I just mixed my first batch of DIY CO2. Once I start seeing some bubble action (tomorrow morning, if I did it right), I will begin phasing in the light starting with 5 hrs. per day.

Being the beneficiary of a club raffle prize at the last meeting, I have Seachem's N, P, and K on hand. I did purchase the dry chemicals earlier, but will probably stick with the Flourish products at first. Now, I just have to figure out when and how much. Everybody's question...right?

There should be a couple of pictures below.


----------



## Sir_BlackhOle (Jan 25, 2004)

Wow I really like that tank! How did you make the stand and hood? Its really sweet!


----------



## niko (Jan 28, 2004)

This must be the nicest hood and base for a 10 gal. tank that I've ever seen!

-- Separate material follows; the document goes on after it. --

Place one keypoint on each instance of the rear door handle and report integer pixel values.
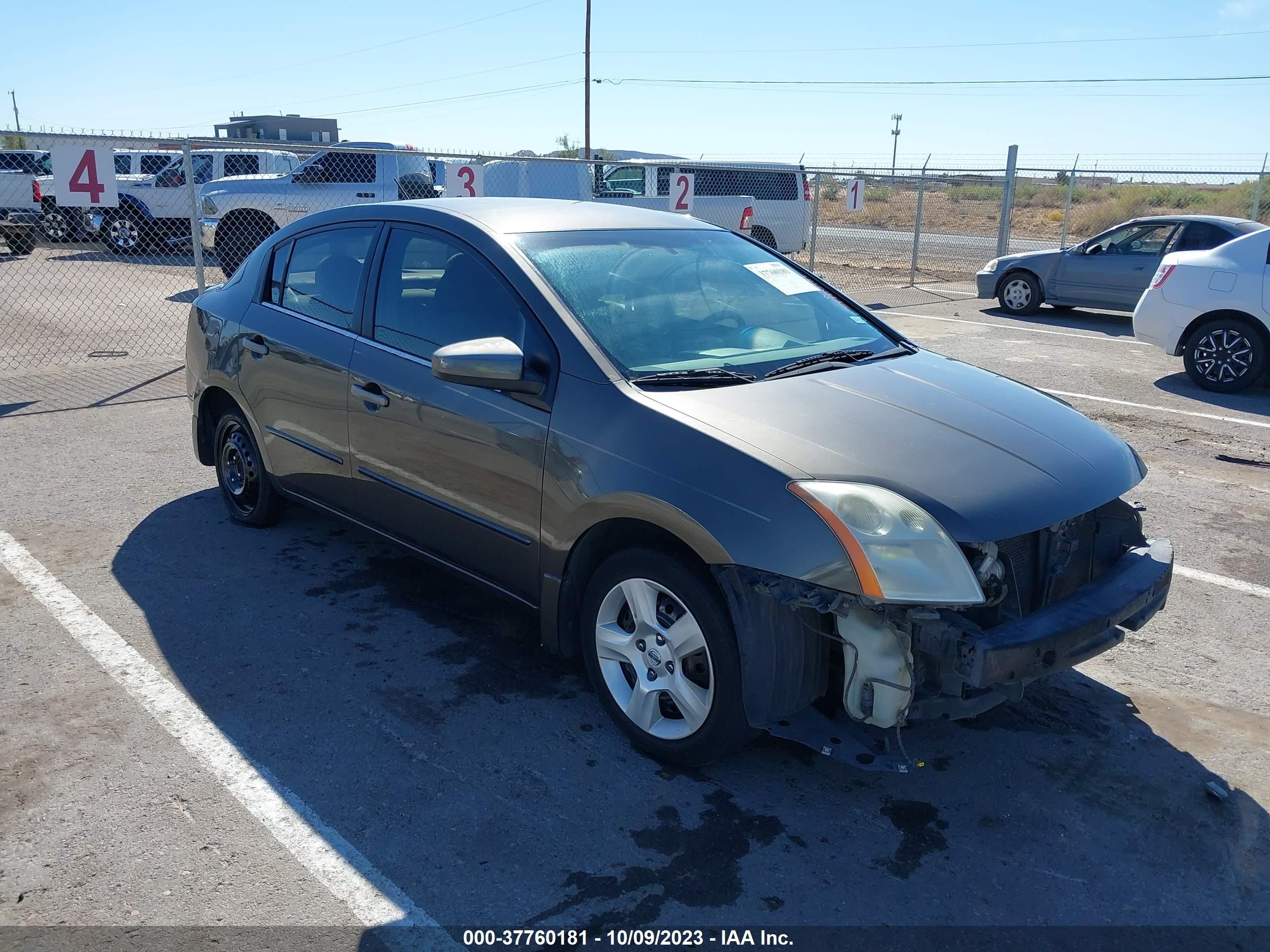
(370, 397)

The aquascape may benefit from some more off-center composition but there is enough room to adjust that in the future.

Nice!

--Nikolay


----------



## Piscesgirl (Feb 25, 2004)

I agree that is a beautiful stand and hood! Wow! I'm always so impressed with folks that can build things! (especially beautiful things).


----------



## Rob G (Oct 19, 2004)

Very nice stand and canopy. I look forward to seeing more pictures of this aquarium as it matures.


----------



## Phil Edwards (Jan 22, 2004)

That's beautiful woodwork Ashley and the aquascaping looks like it's going to live up to its surroundings. Could you take a more head on shot so we can see the whole design?

Best,
Phil


----------



## Ricky Cain (Jan 23, 2004)

*Nice layout*

Ashley,

I think you have a good start with the design of your layout. It will look even better as time progresses. I too would like to see some more shots of the tank.


----------



## Ashly Scott (Jan 11, 2005)

Thanks for all the nice compliments!

I know I need help with the aquascape. As Nikolay said, I need more off-center composition. I am looking forward to playing around with the layout as I go. I have attached a head-on picture as requested. Where do you think the aquascape should go from here?

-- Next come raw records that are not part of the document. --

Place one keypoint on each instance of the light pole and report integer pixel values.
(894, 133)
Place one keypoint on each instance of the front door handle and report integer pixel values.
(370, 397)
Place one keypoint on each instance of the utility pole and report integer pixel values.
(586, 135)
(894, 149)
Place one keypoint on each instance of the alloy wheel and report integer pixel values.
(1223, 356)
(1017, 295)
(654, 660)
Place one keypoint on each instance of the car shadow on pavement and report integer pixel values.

As for the building of the stand and canopy, I used 1/2 inch plywood to wrap the top and bottom. I then trimmed it with pine and birch. I basically tried to mimic nice stands/canopies I had seen for larger aquariums. The stand even has a notched out groove for the bottom plastic trim of the aquarium to slide into so that once it is in place the wood meets up with the glass and hides the plastic trim. I painted it with black spray paint and topped it with a few coats of polyacrylic. I think the black looks neat, but I consider most of my paint grade projects to be prototypes. I like to then follow them up with a stain grade version. For fun I have also attached a picture of a 10g stand and hood I did a couple of years ago (stain grade).

BTW...The DIY CO2 seems to be going ok...I think. I am getting some minor pearling. I dosed a little KNO3 (5ppm), KH2PO4 (1ppm), and Flourish (1ml) yesterday and will again tomorrow. The light duration will be increased tomorrow to 10hrs. I have also added some a couple of Amano shrimp.


----------



## SnyperP (Dec 10, 2004)

i think shrimp would be a great addition to the tank


----------



## david lim (Mar 30, 2004)

Ashley 
It might be possible to add driftwood in such a way as to make a new focal point off center from the java fern. But you would need to find the right piece(s) of wood :0).

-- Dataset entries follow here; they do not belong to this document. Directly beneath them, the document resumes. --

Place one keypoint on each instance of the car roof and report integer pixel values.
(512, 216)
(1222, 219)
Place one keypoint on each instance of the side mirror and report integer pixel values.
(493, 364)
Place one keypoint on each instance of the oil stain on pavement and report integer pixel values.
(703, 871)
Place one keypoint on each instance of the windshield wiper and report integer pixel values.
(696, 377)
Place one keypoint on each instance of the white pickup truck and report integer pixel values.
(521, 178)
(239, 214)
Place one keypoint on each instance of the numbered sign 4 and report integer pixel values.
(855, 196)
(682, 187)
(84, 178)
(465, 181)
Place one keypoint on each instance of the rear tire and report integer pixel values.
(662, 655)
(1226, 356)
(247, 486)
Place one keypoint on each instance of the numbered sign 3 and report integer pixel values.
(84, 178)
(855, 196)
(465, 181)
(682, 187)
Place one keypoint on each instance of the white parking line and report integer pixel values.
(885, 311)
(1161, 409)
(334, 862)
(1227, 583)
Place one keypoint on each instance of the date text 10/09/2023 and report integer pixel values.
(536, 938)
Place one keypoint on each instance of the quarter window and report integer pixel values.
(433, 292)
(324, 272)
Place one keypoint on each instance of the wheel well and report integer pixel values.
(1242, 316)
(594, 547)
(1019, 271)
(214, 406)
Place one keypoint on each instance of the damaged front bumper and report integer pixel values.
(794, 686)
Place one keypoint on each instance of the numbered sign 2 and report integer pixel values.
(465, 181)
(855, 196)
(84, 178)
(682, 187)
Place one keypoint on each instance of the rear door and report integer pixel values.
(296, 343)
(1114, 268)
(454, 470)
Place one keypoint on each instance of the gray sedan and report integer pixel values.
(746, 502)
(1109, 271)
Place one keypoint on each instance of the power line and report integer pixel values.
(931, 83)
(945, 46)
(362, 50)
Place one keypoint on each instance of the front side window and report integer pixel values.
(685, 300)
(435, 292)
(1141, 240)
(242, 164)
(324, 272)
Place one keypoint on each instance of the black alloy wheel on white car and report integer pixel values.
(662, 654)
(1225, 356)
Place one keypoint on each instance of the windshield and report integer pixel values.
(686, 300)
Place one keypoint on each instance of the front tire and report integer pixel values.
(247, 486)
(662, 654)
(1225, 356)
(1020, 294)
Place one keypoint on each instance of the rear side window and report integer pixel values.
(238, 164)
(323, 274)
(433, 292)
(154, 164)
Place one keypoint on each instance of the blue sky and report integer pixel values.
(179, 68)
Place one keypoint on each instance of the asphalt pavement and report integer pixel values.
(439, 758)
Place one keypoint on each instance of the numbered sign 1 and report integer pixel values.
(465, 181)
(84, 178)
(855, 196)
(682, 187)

It would be nice to learn how to build such nice cabinetry. Only if someone were to give a presentation about building cabinetry for a club meeting in Dallas/Fort Worth ** hint hint, wink wink** .

David



niko said:


> This must be the nicest hood and base for a 10 gal. tank that I've ever seen!
> 
> The aquascape may benefit from some more off-center composition but there is enough room to adjust that in the future.
> 
> ...


----------



## Rob (Feb 18, 2005)

Ashly,
I build hoods and stands for nano aquaria also. Man, it is like an addiction. I build a 2 1/2 nano reef with internal filtration at the beginning of January, and filled it up with little coral frags, and then I built a 10 gallon, and now I am getting ready to plant a 5 1/2 which I am fine tuning. All of them have oak hoods with AH SUPPLY lighting systems, and oak bases. The planted system has a DIY CO2 generator within the internal filtration, so it is a very clean system with nothing hanging off of the tank, and no hoses, etc. cluttering up things. 

Anyway, if you would like to run a cabinetry session for the club sometime, we could do that, and bring examples. I have cut lists, etc, also, so maybe we could do a kit thing so that all of the cuts were already done, and all that would be needed would be assembly and finishing.

Your tank looks good, by the way.


----------